- Born: April 15, 1965 Fernie, British Columbia, Canada
- Died: November 20, 2019 (aged 54) Okotoks, Alberta
- Height: 6 ft 2 in (188 cm)
- Weight: 200 lb (91 kg; 14 st 4 lb)
- Position: Defense
- Shot: Right
- Played for: Johnstown Chiefs
- NHL draft: undrafted
- Playing career: 1987–1990

= Darren Servatius =

Canadian ice hockey player (1965–2019)

Darren Servatius (April 15, 1965 – November 20, 2019) was a professional hockey player who spent his entire career with the Johnstown Chiefs of the AAHL and ECHL.

==Career==
Servatius played his junior hockey in the BCJHL, skating with the Salmon Arm Shuswap Totems for seven games during the 1982–83 season, and later with the Richmond Sockeyes in 1985–86

Servatius joined the newly formed Johnstown Chiefs in January 1988, as the AAHL season had already been in progress. He led all Chiefs defenseman with 10 goals and 33 points during the 1987–88 AAHL season. Servatius was also known for being one of the team's "tough guys" and was tied for seventh in the league (with teammate Rick Boyd) for penalty minutes.

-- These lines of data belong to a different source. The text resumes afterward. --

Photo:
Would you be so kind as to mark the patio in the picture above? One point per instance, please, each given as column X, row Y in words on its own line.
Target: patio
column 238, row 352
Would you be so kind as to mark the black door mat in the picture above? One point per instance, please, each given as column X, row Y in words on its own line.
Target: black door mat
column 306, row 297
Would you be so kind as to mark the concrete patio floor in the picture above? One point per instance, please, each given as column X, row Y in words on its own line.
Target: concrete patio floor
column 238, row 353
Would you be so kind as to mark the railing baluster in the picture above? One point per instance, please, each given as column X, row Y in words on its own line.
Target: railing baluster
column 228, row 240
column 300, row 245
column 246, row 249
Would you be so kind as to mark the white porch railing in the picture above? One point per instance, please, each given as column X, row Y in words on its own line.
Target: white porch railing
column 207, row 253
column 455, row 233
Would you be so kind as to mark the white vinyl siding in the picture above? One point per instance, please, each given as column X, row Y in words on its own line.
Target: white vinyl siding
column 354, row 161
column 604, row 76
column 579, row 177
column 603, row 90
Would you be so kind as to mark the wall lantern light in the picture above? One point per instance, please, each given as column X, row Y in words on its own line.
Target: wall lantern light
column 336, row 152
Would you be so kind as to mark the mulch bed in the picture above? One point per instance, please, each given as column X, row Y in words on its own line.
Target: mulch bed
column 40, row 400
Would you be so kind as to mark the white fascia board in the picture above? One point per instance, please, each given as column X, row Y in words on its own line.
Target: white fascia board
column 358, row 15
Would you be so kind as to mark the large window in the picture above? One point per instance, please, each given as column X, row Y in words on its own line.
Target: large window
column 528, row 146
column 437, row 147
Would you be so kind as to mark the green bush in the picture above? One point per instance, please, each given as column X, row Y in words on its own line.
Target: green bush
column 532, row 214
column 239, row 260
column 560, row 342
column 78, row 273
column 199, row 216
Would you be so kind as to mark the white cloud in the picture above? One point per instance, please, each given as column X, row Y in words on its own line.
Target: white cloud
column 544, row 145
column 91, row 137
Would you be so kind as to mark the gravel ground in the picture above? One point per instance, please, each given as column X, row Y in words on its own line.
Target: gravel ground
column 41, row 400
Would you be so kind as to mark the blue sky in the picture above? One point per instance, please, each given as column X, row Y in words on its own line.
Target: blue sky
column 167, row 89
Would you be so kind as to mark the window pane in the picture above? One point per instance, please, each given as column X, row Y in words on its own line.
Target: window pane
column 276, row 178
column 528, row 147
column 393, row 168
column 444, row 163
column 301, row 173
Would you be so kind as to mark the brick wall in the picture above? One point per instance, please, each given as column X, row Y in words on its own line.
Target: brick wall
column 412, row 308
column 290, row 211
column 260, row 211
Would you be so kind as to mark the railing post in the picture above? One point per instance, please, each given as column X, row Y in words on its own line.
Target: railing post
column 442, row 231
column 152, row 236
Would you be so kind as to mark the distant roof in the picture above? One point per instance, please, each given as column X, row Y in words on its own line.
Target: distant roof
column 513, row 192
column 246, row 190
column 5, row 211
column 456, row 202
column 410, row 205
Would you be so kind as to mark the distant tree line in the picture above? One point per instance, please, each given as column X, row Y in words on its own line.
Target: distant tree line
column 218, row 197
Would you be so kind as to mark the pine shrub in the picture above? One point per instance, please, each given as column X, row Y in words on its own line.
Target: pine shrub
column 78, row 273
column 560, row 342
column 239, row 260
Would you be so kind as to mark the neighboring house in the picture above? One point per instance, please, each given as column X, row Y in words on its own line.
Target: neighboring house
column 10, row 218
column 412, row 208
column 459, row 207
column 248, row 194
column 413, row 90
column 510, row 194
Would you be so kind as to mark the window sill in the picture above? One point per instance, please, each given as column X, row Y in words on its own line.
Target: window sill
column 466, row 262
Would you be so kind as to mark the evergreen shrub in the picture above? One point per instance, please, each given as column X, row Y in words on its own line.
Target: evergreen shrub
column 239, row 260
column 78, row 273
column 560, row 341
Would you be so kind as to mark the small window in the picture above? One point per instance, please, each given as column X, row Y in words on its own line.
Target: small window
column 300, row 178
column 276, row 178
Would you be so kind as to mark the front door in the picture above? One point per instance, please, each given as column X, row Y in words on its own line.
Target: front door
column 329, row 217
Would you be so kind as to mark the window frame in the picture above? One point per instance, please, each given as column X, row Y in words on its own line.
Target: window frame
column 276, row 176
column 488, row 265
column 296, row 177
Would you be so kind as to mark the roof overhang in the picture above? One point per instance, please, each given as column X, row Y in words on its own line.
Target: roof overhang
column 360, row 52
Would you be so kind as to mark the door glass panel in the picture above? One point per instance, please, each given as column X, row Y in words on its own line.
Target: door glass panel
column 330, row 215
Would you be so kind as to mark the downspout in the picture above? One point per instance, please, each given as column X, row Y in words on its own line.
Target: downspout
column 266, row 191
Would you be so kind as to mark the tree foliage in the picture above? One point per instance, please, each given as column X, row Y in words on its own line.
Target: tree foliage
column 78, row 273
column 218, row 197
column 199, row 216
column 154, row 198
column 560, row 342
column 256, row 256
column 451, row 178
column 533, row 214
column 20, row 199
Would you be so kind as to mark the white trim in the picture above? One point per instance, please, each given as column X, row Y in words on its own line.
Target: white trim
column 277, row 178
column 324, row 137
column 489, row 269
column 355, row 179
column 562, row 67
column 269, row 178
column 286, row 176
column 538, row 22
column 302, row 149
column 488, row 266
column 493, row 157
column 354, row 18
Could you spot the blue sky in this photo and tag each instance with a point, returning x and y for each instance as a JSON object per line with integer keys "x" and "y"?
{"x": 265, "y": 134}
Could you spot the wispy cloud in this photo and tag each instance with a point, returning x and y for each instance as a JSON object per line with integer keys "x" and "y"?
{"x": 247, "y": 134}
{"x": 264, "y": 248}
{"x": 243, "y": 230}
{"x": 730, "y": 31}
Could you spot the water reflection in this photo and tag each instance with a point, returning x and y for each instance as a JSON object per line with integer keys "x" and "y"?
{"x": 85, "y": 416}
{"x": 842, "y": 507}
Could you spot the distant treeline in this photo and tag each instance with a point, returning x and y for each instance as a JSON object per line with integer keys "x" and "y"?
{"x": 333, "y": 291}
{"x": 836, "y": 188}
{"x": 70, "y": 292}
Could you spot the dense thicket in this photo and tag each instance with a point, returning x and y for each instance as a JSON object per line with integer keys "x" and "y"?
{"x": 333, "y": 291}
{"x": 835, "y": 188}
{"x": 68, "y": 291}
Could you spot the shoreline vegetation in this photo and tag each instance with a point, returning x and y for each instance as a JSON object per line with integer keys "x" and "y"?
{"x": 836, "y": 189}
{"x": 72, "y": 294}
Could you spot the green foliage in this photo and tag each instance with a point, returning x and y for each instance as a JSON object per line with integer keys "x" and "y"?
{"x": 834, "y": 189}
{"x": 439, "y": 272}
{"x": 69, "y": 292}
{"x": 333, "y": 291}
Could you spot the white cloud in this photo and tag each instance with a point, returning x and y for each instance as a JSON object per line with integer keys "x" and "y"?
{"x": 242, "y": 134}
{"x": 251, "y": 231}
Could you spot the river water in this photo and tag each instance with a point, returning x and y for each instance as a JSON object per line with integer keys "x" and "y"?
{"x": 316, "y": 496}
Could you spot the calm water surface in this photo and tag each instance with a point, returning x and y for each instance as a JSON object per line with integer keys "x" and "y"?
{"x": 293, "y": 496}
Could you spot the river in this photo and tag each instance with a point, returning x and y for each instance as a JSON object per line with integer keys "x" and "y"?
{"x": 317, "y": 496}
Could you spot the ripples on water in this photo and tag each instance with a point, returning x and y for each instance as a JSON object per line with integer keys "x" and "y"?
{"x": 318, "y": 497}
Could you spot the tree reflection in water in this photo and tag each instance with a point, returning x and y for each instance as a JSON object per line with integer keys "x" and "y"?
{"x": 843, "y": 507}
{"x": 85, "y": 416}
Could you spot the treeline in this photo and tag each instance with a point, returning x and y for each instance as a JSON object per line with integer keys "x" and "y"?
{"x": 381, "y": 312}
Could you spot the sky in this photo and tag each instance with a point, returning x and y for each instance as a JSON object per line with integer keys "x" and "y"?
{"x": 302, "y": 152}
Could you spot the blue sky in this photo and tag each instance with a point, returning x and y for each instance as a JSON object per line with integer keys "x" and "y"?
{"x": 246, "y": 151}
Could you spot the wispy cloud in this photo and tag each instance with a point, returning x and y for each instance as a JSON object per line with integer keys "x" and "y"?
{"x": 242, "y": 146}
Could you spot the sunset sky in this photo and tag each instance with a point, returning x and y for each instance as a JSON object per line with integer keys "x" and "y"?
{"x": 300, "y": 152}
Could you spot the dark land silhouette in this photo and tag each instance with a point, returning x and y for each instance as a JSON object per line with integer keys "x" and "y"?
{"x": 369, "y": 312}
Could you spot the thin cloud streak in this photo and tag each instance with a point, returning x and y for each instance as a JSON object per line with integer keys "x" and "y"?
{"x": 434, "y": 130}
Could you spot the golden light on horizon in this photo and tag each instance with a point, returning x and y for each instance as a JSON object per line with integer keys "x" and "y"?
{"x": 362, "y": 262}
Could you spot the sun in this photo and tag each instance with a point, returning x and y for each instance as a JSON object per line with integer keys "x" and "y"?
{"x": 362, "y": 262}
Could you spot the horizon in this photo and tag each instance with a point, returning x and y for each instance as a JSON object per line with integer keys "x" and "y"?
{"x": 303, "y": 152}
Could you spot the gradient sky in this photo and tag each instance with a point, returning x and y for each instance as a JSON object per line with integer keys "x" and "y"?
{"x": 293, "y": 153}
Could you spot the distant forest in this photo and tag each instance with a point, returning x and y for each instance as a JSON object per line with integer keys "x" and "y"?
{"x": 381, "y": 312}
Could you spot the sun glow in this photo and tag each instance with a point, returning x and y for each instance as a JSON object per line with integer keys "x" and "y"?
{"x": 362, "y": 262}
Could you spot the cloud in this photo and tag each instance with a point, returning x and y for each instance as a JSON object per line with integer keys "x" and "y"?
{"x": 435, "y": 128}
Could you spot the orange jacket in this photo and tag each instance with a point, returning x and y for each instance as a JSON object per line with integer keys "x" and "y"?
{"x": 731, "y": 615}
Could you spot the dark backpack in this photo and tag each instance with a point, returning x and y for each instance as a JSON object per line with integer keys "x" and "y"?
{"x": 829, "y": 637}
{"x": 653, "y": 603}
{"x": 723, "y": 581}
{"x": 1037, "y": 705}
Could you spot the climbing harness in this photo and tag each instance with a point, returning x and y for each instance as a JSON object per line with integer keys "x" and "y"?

During the 1988–89 season, the Chiefs made the jump from the AAHL to the newly formed ECHL, and Servatius was named captain upon former captain Rick Boyd's departure to the IHL. Servatius once again led the Chiefs defensemen in goals (8) and scored a career-high 55 points.

With Boyd's return, Servatius served as an alternate captain during the Chiefs 1989–90 season and finished the season with 31 points in 53 games.

==Personal==
Servatius had a younger brother Ron who also skated on the 1988–89 Chiefs. Like his brother had done the previous year, Ron Servatius finished the season with 199 penalty minutes, which was the second-highest total on the Chiefs and tied for seventh-highest in the league.

Servatius retired after the 1989–90 season. He was the owner and operator of Pro-Fish Guiding & Rafting for many years, which was based in his hometown of Fernie, British Columbia. He was one of the first professional guides in the Elk Valley and still holds a record for catching Bull trout in those rivers. Later on he also worked as a heavy equipment operator in Northern Alberta. He resided with his partner Connie Haggerty-Servatius in Fernie, British Columbia and Okotoks, Alberta.

==Death==
Servatius died on November 20, 2019, from complications of diabetes. He was 54 years old.